Description of Conference:

 

The McGill Centre for Research on Religion (CREOR) graduate student annual conference invites graduate students and emerging scholars to participate in a special edition conference rethinking the relationship between medicine and religion. We invite critical reflections on the complexities and diversity that arises at the crossroads of medicine and religion. We know that since Antiquity medical traditions in Greece, Babylon, Egypt, China and India were intrinsically intertwined with its religious practices. The observation and study of anatomical and mental ailments was not necessarily a distinct science, the lines between medicine, religion, and “magic” remained?at times?blurry. Myth and ritual were also used to connect the body to sacred spaces. Early modern, and especially post-Enlightenment, thinking sought to bring a clearer divide between medicine and religion. As science and technology progressed it provided the field of medicine with a diagnostic and prognosis system which was purely “rational” and devoid of spiritual beliefs. But the acceptance of this proposition has not been unanimous. Despite the extraordinary advances of post-Enlightenment medicine, both Western and Eastern, does the quest for scientific knowledge leave any room for religious beliefs, traditions and ethics to influence medical practice?

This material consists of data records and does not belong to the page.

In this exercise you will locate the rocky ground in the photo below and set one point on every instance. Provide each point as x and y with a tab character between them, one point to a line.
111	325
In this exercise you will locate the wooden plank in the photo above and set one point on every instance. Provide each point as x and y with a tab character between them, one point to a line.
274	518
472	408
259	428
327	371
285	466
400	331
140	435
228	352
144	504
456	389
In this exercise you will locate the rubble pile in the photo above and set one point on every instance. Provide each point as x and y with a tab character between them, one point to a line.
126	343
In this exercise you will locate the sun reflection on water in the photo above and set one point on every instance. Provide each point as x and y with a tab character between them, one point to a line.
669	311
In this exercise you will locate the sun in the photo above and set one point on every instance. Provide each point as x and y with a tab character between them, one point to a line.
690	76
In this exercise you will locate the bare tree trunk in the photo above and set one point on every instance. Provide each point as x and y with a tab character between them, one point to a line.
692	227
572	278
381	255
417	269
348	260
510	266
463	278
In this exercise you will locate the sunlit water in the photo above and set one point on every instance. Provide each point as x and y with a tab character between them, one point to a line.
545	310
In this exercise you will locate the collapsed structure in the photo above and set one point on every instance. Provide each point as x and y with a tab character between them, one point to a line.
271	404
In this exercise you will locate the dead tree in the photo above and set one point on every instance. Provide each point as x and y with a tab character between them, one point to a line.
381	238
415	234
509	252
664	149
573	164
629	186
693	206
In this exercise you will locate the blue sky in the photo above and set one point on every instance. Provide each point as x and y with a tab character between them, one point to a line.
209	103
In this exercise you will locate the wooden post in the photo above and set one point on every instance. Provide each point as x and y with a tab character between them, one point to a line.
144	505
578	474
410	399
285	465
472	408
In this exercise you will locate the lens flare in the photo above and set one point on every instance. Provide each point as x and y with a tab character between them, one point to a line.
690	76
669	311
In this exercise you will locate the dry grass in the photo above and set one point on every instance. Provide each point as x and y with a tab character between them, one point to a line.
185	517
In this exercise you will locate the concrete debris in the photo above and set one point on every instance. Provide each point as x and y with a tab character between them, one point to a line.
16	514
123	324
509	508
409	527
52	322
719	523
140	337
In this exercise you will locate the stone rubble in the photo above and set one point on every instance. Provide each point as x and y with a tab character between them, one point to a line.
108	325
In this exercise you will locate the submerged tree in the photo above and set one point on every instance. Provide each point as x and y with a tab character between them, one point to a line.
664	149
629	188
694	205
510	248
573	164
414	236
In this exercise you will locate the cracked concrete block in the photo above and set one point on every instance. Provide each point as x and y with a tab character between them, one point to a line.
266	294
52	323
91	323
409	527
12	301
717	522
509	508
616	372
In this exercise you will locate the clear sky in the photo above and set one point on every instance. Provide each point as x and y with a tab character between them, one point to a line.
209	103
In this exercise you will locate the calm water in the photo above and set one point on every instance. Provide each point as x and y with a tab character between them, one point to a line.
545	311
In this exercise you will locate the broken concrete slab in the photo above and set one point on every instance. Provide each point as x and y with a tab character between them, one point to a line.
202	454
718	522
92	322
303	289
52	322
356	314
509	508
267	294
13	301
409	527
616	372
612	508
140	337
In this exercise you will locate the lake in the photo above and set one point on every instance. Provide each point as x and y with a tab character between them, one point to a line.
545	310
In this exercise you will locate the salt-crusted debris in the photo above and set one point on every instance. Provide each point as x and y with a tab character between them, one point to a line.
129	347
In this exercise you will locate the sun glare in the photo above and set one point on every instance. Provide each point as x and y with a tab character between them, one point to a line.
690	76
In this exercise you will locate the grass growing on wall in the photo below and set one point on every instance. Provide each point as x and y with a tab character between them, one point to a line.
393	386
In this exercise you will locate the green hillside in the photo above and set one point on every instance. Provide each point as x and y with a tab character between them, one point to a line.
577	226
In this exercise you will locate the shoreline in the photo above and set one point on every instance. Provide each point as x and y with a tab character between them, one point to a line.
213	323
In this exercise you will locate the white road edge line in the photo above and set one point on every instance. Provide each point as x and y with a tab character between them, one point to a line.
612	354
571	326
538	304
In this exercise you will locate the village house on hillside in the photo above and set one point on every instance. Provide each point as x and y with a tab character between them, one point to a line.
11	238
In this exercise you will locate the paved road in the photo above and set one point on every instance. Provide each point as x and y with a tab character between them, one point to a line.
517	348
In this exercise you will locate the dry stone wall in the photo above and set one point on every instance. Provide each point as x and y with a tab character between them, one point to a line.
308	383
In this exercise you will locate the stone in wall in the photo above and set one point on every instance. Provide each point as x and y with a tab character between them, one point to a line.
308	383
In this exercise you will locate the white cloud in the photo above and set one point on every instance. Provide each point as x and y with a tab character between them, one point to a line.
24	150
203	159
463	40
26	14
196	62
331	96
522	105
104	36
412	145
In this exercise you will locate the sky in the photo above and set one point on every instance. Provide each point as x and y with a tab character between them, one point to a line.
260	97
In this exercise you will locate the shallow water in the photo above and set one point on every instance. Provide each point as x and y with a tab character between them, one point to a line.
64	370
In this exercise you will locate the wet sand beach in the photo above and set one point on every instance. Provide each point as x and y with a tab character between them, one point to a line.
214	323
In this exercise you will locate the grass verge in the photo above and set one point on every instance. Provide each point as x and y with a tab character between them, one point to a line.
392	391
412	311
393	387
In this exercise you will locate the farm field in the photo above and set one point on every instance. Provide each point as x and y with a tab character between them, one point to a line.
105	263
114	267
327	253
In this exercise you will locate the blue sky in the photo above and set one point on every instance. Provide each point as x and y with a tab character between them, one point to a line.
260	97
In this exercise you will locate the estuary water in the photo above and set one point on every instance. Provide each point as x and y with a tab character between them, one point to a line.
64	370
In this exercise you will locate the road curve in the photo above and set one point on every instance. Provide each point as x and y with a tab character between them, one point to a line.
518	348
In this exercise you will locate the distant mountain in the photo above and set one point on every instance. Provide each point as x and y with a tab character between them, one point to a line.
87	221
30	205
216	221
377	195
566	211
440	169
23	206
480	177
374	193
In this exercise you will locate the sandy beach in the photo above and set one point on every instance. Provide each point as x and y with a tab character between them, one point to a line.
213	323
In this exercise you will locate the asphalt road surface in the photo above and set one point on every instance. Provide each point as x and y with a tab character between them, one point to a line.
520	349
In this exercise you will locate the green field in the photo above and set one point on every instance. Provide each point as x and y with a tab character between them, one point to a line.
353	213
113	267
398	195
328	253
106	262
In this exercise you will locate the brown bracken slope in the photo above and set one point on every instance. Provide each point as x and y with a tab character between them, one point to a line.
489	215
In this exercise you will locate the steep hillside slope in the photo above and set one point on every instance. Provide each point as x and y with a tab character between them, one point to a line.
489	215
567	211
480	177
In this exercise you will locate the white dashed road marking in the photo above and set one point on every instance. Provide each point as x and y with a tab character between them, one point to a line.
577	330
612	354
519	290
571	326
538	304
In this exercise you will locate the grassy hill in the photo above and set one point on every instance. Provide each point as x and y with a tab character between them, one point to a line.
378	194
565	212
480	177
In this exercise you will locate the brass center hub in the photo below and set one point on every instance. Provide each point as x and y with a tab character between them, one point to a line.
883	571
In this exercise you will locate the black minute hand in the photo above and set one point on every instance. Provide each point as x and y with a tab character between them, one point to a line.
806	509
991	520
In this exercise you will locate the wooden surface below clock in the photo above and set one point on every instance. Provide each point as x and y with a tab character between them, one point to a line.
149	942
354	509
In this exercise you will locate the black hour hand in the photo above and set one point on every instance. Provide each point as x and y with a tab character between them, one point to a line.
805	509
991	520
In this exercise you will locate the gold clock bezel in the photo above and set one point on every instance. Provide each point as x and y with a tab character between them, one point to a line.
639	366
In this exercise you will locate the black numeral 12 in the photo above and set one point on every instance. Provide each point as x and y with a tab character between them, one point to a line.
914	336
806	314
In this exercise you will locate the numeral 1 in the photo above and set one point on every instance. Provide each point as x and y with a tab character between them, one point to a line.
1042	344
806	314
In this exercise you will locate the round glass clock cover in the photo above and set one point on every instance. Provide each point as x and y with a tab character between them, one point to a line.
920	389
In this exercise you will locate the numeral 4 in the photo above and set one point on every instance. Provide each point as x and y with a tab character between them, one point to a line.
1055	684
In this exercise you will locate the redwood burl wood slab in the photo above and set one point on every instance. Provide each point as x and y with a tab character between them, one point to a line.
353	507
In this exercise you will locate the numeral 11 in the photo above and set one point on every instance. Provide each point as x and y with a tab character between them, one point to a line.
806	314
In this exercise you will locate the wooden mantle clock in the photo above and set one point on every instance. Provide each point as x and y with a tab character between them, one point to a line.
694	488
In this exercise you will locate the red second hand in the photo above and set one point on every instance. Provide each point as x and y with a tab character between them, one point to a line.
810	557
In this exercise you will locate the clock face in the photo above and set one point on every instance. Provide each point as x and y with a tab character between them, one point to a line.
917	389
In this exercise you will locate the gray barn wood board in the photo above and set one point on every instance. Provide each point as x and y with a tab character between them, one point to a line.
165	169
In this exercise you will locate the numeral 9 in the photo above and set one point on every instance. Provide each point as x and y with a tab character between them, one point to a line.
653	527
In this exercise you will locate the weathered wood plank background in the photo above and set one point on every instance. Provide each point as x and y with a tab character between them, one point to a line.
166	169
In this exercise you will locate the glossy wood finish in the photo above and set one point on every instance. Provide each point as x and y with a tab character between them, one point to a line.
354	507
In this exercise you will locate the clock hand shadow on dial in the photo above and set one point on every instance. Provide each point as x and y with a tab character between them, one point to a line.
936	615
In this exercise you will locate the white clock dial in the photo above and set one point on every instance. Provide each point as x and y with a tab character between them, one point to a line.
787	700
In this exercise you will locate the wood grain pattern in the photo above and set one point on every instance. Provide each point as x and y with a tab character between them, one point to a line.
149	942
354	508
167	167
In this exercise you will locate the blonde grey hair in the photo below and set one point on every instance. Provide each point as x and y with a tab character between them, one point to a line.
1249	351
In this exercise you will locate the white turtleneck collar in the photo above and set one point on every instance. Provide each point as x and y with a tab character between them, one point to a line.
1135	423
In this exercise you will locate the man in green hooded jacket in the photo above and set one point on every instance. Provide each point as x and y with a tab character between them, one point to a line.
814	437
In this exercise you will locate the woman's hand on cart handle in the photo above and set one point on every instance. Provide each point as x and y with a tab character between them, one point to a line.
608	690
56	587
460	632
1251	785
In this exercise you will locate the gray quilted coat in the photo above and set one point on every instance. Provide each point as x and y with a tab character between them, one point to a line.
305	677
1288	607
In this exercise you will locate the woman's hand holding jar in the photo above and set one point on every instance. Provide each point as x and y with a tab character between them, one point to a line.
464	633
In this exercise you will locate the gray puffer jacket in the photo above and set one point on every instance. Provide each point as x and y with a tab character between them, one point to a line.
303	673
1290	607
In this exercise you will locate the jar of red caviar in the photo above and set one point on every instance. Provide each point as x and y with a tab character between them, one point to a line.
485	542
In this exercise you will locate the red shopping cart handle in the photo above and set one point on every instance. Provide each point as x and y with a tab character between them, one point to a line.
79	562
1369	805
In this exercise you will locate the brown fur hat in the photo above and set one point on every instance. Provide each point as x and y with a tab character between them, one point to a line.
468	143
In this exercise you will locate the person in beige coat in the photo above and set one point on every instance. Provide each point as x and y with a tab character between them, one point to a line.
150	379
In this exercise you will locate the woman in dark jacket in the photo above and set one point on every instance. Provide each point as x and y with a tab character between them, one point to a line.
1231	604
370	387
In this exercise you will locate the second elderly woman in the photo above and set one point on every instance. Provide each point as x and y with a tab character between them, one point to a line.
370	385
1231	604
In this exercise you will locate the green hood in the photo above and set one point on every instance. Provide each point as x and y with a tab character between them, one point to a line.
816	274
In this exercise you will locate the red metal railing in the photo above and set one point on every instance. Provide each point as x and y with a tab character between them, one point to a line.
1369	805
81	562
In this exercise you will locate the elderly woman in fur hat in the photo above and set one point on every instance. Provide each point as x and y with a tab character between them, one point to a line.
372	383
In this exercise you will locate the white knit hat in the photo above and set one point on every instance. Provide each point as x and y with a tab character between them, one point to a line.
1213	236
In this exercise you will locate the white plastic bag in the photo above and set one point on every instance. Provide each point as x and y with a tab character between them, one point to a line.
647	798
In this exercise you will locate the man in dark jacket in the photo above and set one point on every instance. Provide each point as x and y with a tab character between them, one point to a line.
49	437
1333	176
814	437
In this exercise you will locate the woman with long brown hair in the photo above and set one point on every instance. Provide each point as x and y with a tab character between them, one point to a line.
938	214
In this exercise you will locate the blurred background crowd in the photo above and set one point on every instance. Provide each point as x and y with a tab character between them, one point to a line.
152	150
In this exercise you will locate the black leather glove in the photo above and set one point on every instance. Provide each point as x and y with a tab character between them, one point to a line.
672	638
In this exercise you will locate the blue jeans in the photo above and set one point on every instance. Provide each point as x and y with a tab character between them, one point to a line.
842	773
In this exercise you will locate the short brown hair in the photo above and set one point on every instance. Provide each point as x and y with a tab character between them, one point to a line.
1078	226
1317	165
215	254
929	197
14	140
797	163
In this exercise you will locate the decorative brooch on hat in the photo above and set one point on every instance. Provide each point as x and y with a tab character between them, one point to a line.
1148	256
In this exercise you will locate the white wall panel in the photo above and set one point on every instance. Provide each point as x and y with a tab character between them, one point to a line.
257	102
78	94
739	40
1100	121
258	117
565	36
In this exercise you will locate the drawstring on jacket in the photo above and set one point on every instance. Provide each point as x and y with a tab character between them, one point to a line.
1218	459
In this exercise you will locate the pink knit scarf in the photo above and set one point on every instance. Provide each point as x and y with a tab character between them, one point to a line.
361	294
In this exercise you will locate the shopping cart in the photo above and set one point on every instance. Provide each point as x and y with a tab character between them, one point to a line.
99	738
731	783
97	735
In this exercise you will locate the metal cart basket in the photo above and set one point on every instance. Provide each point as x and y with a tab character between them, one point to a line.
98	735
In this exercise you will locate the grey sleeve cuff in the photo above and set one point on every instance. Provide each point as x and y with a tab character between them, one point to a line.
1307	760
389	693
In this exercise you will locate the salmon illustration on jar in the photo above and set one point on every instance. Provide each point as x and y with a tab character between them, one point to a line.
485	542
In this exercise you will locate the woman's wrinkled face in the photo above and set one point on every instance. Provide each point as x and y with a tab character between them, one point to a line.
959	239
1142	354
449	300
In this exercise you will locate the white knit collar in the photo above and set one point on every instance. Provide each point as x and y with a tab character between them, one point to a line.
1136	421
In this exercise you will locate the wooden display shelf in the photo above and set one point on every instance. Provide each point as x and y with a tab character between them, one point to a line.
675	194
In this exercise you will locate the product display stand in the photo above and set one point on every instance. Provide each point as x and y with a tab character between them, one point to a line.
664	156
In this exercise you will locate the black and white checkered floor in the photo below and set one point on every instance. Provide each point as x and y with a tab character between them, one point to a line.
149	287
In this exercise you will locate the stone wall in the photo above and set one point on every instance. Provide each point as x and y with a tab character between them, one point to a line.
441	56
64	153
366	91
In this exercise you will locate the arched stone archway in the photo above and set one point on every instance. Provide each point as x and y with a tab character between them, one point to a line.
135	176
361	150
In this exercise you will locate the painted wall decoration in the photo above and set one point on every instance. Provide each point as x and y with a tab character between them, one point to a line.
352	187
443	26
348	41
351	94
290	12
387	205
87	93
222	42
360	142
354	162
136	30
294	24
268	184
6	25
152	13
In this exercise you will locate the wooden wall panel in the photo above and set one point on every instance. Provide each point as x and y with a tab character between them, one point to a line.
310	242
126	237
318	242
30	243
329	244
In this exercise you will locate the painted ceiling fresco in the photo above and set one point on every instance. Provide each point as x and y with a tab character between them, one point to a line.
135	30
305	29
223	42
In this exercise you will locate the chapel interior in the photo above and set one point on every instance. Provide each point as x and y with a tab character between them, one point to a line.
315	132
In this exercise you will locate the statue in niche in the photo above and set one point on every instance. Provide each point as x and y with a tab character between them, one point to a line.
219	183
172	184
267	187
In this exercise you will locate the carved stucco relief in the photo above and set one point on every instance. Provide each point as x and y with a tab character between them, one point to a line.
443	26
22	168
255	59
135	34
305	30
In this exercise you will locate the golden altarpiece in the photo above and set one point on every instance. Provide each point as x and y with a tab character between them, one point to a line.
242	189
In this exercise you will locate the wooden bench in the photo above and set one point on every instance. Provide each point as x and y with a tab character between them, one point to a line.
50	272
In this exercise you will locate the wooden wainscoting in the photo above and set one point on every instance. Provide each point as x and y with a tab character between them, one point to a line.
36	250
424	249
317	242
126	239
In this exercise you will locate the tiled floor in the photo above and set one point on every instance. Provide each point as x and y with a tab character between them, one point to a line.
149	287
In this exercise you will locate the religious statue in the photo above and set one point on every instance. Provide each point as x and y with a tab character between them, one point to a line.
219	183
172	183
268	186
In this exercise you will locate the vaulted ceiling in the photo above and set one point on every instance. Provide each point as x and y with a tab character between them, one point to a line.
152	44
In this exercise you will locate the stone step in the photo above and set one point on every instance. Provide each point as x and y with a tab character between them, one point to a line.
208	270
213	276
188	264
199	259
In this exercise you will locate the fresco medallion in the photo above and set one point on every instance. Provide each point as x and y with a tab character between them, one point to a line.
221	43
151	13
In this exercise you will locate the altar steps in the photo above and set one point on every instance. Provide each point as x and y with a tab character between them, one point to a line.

Some questions the conference wishes to consider are: Do Western, Eastern and Indigenous traditions and religions have something to offer in understanding afflictions of the mind and body? Can religious beliefs and scientific methods used by modern medicine ever be reconciled? How has a given tradition’s view of the relationship between medicine and religion evolved over time? What role and influence have religious views had in the history of medical thought? What are the theological and philosophical aspects of the study of the body? How has the relationship between medicine and religion been portrayed in historical, literary, and philosophical writings?

 

We invite proposals from all areas of study, including history, philosophy, art history, religious studies, sociology, anthropology, psychology, bioethics, and law. Encouraged topics and themes include, but are not limited to, the following:

  • History of medicine and religion
  • Theological and philosophical aspects of the medical sciences
  • Theology and philosophy of medicine
  • Sociology of medical knowledge
  • Anthropology of medicine
  • Medicine and religion in literature 
  • Medicine and "fringe" religious traditions (e.g. Hermetic, heretical, "occult"…)
  • Iconography: Representations of the healer-prophet or healer-saint in art
  • Debates on body and soul informed by medical and theological knowledge
  • Spiritualization of physical illness
  • ndigenous practices and medicine
  • Spiritual and magical healing (e.g. shamanic, taslismanic, etc.)
  • Ethics of healing
  • Religious ethics and medical practices
  • Scriptural Interpretations

 

This year’s CREOR graduate student conference will be held in collaboration with McGill’s History/Islamic Studies conference “Angelical Conjunctions: Crossroads of Medicine and Religion, 1200-1800” and running concurrently with the 2019 Eastern International Regional Meeting of the American Academy of Religion conference on “Religion, Harm and Healing”.